Risk taking is usually doing the difficult thing, doing the new thing, stepping outside of the comfort zone, doing the thing more likely to fail but which – if done repeatedly and often enough – will make the difference that makes the difference. It is NOT something to do for the sake of it or even the thrill (unless thrill seeking is one of your desired outcomes). It is something that has often defined who you are right now and which will continue to define you if your goals are to stand out and adapt to a rapidly changing world.

 

What type of audience benefits most from your keynotes?

This is a really good question which is always difficult for a speaker to answer because of course:

a) he wants to say “everyone” and

b) not being a member of my audience it’s reasonably difficult to say.

With these limitations I have learnt that the best kind of audience for me is one that is inquisitive. I will make them laugh and give them a good time but ultimately I am concerned with pushing an audience to think: think about themselves and their business. If they don’t enjoy that then they probably won’t enjoy my presentation.

This tends to mean that my best audience is relatively senior and driven because they’re accepting responsibility for their life and their company – though this needn’t be the case obviously. It is just as likely to be really junior people in a company that promotes responsibility and autonomy.

I have a problem with junior operatives in a company where they are constrained by process and procedure. They may enjoy my presentation but they will tend to come out and say that they wish their boss has seen it. This is always a shame.

I therefore work well with senior people that like to think (I have worked with the boards of some of the biggest companies in the world) and also audiences where there are numerous tiers from the company who are mingling and talking. In fact these very mixed sessions work the best as I give that group of people a very calibrated language to discuss risk and achieve some really breakthrough conversations that often reveal more similarities in their desires than they previously imagined.

 

How has your career in poker influenced your keynotes?

In simple terms I would not be speaking now were it not for my experience playing poker professionally. Playing poker taught me an enormous amount about the ways that people react to uncertainty (largely irrationally and with superstition) and it laid the basis for the body of knowledge that I now teach.

However I think it’s important to realise that what I now speak about has very little to do with poker per se. If I was banned from ever using the word again I wouldn’t be too disappointed. It’s a fascinating world but what interests me is what it inspired me to go away and learn and what I now teach to businesses around the world. What I teach extends wayyyyy beyond the confines of the poker table.

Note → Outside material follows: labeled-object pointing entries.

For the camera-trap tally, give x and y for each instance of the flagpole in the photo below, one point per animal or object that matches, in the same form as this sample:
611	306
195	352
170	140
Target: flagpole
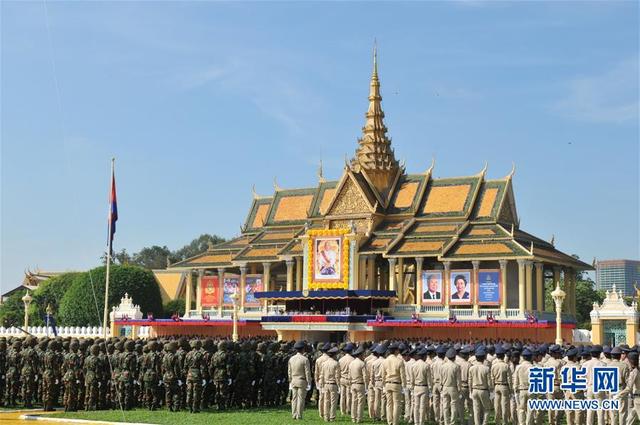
105	315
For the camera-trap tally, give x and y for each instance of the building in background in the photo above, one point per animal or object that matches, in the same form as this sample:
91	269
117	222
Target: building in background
623	274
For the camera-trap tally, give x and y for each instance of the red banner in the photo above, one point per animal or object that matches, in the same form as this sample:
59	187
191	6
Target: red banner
209	291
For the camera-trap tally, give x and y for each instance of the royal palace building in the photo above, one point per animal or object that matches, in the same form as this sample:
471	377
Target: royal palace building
379	253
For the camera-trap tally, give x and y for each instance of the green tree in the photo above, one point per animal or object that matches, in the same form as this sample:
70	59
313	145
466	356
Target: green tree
174	306
83	303
49	292
196	246
12	310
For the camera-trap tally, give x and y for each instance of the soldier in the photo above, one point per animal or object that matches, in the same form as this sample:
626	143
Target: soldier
521	386
451	381
501	380
170	373
299	373
194	366
92	371
394	378
330	383
345	391
480	385
632	388
29	371
421	377
358	383
151	366
593	361
71	365
316	375
556	363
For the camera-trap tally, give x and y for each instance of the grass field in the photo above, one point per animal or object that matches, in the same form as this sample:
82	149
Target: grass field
239	417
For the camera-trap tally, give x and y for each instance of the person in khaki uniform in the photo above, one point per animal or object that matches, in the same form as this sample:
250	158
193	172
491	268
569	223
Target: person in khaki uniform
330	381
368	361
421	376
299	371
345	391
632	389
480	385
556	363
380	402
358	383
394	379
501	381
619	417
521	387
451	381
316	377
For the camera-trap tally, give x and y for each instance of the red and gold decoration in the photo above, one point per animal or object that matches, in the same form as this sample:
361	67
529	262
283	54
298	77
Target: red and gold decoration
328	262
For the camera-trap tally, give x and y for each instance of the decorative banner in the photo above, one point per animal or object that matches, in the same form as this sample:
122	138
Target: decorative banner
460	287
328	260
431	287
231	286
489	287
210	287
253	285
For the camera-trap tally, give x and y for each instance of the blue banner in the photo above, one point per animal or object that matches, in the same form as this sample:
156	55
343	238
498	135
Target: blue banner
489	287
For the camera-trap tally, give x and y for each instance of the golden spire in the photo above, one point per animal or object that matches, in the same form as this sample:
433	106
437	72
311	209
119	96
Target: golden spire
374	153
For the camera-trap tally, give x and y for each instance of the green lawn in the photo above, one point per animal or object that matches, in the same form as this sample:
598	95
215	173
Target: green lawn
239	417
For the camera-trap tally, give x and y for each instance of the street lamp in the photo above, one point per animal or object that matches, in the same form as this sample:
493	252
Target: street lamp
558	297
234	299
27	302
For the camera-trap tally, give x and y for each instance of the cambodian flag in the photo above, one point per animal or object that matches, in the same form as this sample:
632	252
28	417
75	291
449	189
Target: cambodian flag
113	209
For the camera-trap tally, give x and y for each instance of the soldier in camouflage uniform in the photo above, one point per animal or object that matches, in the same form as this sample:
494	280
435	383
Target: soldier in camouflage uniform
71	365
92	372
170	373
14	365
52	365
194	367
222	375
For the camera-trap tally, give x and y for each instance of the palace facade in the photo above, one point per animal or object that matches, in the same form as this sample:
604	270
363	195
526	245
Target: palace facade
379	253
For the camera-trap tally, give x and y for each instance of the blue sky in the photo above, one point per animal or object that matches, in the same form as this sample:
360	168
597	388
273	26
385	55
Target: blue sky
198	101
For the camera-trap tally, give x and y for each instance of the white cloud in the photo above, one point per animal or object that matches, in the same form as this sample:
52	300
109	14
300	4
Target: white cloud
608	97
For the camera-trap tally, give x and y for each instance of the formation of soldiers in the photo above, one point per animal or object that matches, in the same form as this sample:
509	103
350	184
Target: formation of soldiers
413	382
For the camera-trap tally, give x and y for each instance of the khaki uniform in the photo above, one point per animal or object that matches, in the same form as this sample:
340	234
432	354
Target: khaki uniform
329	381
358	380
316	379
501	379
408	394
380	398
632	389
589	365
394	379
299	372
436	390
368	361
420	376
521	386
451	381
345	390
465	393
480	386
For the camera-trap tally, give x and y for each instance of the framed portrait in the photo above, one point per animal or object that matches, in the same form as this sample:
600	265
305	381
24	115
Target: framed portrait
489	287
327	255
460	287
431	287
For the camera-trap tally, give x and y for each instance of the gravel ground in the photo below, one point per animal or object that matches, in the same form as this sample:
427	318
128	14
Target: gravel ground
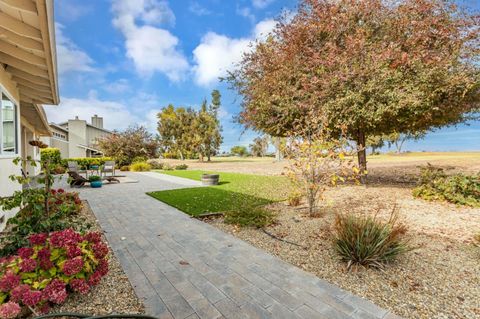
438	279
114	294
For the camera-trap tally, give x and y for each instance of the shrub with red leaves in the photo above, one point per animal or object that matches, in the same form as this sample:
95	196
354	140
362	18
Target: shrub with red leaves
56	264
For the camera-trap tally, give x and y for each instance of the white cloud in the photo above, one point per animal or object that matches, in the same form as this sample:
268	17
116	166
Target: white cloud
260	4
72	10
217	53
115	114
246	13
263	28
70	57
152	49
119	86
198	9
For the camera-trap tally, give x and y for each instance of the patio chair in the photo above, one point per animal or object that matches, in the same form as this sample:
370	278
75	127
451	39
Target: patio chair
76	180
74	167
108	167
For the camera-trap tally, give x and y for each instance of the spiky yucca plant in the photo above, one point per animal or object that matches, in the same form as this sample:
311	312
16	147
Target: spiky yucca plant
368	241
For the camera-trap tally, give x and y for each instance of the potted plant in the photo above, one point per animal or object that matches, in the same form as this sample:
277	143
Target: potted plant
95	181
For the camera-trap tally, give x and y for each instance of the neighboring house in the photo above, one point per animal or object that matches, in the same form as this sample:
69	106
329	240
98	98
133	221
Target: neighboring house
28	79
77	138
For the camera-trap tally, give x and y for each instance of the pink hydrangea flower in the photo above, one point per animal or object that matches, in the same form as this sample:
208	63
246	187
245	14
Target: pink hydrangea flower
73	266
6	260
32	297
9	281
95	278
17	293
9	310
25	252
100	250
38	239
55	291
73	251
65	238
28	265
44	258
93	237
43	308
80	285
102	267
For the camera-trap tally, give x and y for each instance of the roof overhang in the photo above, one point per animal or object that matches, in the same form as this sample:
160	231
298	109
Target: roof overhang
35	115
89	148
27	49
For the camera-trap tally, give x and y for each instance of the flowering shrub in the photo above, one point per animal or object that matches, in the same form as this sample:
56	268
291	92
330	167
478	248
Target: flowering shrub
33	219
48	269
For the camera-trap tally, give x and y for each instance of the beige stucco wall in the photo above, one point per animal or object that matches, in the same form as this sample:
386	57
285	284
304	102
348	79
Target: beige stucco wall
77	133
93	134
7	168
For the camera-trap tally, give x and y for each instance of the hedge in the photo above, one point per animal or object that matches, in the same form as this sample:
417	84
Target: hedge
86	161
52	154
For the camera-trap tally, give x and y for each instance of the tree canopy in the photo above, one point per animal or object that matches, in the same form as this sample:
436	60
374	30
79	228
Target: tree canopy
366	67
134	142
187	133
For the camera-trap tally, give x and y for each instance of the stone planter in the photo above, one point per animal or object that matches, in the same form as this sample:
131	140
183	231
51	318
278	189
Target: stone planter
210	179
96	184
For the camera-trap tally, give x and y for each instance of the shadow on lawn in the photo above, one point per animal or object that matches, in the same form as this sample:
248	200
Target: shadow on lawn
200	200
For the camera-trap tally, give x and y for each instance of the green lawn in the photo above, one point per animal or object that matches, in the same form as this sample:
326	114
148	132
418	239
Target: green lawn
236	191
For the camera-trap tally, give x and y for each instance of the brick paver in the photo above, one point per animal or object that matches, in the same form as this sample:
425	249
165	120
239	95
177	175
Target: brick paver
184	268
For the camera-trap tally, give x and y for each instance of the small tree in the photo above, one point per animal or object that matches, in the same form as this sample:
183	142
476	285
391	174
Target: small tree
239	151
397	139
134	142
259	147
317	163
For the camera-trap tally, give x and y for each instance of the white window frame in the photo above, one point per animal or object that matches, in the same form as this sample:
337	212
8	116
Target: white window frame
17	125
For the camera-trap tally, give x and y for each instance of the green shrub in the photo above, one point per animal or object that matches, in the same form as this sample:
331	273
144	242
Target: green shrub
140	167
139	159
94	178
49	268
167	167
294	198
85	162
52	154
32	218
250	217
155	163
181	167
59	170
367	241
459	189
170	155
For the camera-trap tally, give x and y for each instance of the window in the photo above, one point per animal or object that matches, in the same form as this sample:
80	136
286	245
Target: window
8	127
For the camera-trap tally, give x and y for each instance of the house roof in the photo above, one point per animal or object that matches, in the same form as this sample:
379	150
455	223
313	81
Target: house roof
90	125
27	49
58	127
35	115
89	148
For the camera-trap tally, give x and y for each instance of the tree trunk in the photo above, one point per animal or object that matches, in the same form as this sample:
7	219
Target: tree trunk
278	155
362	156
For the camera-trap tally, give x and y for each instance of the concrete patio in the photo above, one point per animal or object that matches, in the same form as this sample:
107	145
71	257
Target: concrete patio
184	268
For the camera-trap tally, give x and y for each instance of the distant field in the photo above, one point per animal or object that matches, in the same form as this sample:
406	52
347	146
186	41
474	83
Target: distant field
463	161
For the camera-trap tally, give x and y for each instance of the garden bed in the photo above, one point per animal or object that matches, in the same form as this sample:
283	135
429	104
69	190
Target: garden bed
438	279
114	294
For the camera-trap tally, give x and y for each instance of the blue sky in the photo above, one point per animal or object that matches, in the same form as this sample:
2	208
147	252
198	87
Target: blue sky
126	59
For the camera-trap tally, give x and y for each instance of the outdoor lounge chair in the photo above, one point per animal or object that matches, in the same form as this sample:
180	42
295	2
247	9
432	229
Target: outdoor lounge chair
76	180
108	167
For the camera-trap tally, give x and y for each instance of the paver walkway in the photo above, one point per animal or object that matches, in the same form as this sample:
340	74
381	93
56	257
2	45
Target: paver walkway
184	268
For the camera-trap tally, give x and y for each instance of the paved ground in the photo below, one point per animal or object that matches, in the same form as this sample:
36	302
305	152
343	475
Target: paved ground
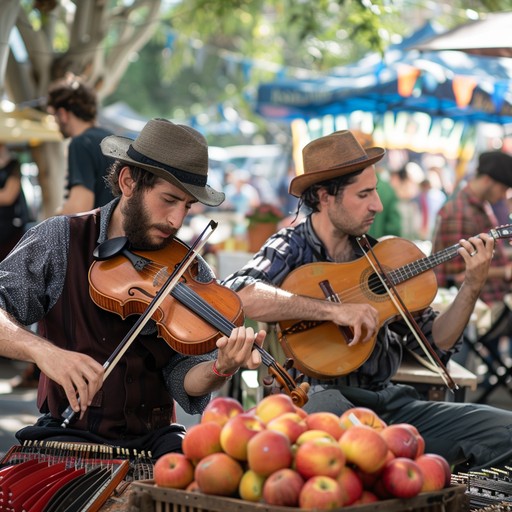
18	409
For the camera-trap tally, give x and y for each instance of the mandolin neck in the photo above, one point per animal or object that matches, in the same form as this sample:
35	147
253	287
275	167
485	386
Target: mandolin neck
417	267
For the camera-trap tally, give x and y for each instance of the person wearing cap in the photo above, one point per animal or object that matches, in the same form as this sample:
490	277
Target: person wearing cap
75	107
156	178
470	211
338	186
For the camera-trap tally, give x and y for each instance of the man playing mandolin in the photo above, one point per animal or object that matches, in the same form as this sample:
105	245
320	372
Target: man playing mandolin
155	179
343	308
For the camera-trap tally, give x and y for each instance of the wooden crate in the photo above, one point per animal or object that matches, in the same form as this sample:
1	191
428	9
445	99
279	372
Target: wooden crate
148	497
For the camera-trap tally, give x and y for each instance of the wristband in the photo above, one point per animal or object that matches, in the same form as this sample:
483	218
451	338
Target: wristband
219	374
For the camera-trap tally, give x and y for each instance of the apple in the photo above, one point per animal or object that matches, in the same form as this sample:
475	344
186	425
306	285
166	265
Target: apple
220	409
300	411
402	478
272	406
251	486
319	456
313	434
269	451
419	437
290	423
219	474
192	487
430	472
237	431
321	493
367	497
326	421
401	441
283	488
364	447
200	440
361	415
351	485
173	470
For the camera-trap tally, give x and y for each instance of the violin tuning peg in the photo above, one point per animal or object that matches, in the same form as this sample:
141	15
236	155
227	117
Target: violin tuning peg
288	364
268	380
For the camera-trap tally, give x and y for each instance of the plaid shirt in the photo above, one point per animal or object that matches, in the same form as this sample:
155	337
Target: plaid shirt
464	216
296	246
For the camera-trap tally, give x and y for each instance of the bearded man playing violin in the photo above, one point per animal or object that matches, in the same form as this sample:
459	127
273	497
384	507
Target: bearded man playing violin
321	284
156	178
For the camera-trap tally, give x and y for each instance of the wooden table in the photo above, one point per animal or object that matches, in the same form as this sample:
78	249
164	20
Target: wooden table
414	373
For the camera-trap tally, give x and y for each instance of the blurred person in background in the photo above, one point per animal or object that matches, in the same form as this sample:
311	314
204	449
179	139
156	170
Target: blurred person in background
13	207
468	212
75	108
406	183
387	222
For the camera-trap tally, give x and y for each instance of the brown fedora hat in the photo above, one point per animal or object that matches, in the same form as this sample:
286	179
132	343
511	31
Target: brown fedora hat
174	152
331	156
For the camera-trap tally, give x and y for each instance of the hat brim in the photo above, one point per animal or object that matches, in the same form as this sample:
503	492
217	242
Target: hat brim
303	181
116	147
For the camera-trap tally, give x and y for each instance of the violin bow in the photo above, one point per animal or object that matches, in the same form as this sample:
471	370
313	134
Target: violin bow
162	294
391	290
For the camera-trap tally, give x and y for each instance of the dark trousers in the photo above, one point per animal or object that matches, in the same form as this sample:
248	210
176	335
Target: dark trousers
470	436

If (and when) a client says they want a speech without any poker references, that is a pleasure for me. But of course, poker will always provide a great metaphor for the decision making and risk taking process and I will always be happy to use it and reference it for the rest of my career.

 

What is the most amazing experience you have had as a speaker?

That was undoubtedly a speech I delivered in Las Vegas for 3,000 people. It was like my life had somehow come full circle – speaking to so many people in one of the main conference rooms at Caesar’s Palace is something that I never would have dreamed I would be doing as a poker player all those years ago. But it felt so natural and got such a great response… I look forward to the day when that is a much more normal occurrence.